Thinking of those long-dead boys makes me think of how much the play has changed since the original version, the one just titled What You Will, in which there was no Malvolio subplot, but a cross-plot romance in which Sebastian married Olivia, Viola married Antonio, and Leonato wound up alone (because someone must always end up alone). There was much more confusion between the twins in that version, which meant much more for my brother Edmund to do as Sebastian.
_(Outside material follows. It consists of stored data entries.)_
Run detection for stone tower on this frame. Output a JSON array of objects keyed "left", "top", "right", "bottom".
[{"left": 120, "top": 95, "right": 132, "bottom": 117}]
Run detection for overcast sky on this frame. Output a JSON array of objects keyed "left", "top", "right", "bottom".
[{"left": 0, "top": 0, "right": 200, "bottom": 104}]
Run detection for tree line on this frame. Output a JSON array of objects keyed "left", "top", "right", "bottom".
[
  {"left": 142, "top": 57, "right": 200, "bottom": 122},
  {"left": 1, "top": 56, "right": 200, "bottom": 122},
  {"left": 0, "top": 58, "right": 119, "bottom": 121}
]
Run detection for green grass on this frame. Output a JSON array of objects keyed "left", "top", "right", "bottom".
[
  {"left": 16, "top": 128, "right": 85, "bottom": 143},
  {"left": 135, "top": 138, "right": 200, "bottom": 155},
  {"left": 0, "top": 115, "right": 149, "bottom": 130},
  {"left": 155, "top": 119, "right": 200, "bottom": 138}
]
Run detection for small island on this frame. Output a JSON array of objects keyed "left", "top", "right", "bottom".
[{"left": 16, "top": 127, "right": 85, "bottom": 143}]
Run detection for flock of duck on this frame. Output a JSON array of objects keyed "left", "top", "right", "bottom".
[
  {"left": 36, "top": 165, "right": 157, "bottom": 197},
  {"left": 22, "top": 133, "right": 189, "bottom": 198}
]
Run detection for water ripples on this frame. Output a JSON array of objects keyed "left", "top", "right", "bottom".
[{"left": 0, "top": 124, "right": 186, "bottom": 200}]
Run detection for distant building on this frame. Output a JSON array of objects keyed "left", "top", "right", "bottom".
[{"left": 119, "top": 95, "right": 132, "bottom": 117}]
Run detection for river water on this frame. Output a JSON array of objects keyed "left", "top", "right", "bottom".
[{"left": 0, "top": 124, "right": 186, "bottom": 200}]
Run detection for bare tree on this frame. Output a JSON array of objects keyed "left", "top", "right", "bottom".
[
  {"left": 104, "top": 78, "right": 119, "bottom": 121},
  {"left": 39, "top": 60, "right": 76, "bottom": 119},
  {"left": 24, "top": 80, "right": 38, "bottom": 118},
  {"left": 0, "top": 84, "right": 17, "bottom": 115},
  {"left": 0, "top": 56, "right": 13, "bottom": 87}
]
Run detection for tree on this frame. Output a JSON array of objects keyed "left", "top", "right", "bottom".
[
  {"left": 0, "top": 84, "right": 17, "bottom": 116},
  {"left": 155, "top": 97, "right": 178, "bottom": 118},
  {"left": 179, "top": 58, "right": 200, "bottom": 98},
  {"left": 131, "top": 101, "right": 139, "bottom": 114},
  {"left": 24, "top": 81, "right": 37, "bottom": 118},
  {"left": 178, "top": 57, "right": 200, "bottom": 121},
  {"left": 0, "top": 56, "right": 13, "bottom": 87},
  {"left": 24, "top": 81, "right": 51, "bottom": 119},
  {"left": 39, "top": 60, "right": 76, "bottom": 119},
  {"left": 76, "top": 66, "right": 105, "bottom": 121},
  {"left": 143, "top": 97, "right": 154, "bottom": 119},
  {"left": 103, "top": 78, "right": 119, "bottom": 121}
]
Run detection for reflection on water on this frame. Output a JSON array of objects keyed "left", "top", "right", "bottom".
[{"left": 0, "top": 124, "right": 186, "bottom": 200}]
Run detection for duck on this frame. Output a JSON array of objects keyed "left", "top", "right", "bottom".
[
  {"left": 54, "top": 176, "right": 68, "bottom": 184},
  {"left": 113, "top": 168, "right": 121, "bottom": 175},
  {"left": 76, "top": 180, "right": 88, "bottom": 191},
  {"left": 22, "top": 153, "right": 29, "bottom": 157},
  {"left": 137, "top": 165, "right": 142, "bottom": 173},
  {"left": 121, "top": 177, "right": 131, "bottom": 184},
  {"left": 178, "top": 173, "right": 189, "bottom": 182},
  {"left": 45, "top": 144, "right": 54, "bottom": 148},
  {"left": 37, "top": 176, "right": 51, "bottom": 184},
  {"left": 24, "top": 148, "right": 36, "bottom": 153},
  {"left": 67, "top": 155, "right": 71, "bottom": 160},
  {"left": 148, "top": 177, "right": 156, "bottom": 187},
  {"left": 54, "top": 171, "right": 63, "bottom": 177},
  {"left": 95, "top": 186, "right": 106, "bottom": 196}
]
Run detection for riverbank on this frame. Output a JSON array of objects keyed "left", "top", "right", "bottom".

But then Elizabeth wanted a play to honor that pompous fool Don Virginio Orsino, so I cut the cross-plot to shreds, changed Leonato to Orsino, added Toby and Andrew and Malvolio, and gave Sam Gilburne a little more to do by creating Maria as a double-part with Viola. (So odd to see them on stage together in modern productions.) That took all of two weeks to write and rehearse, and by the time it was over, the play had turned into another Midsummer, where the chief company actors got the small beer parts and the groundlings in the company got the meat and potatoes, which fit the Twelfth Night occasion well.

This production is very much in that vein, with the weight coming down heavily on the Malvolio side of the scales. And because the actors are so good, I cannot help but rewrite the play in my head with them in mind. Raul Esparza is too strong to be wasted as Orsino; we need to see more of him, and in this script Orsino disappears for the theatrical equivalent of days. I would beef up his part, and cut the foolery between Toby and Andrew, most of which is clever references to topical events of 1600, such as that stinker about the lady of the Strachy marrying the yeoman of the wardrobe. (Memo to self: nothing dies faster than a topical reference. Better yet: memo to Stephen King.) I don't even remember who was the butt of that joke; all I do remember is that it got the biggest laugh of the day when we did it in front of Elizabeth. It reminds me of all the references to Lord Strange's Men in Love's Labor's Lost. Talk about the funniest play in history. Not a single in-joke was lost the first time we did it. It was like an industrial for the Elizabethan nobility But now? Nobody within twenty miles of me even knows who Lord Strange's Men were. Well, possibly that little man in the third row who's mouthing all the lines. He probably knows. He probably even knows who the lady of the Strachy was. Which means he’s one of those bardolaters who thinks I was a poet first, an actor tenth, and a crowd-pleaser last of all. I have the intense desire to go up to him during intermission, and give him a heart attack by telling him that, if I was writing this play now? I’d be making Britney Spears jokes. (And memo to self or not? You know I would. I would be making bad puns on her last name for days.)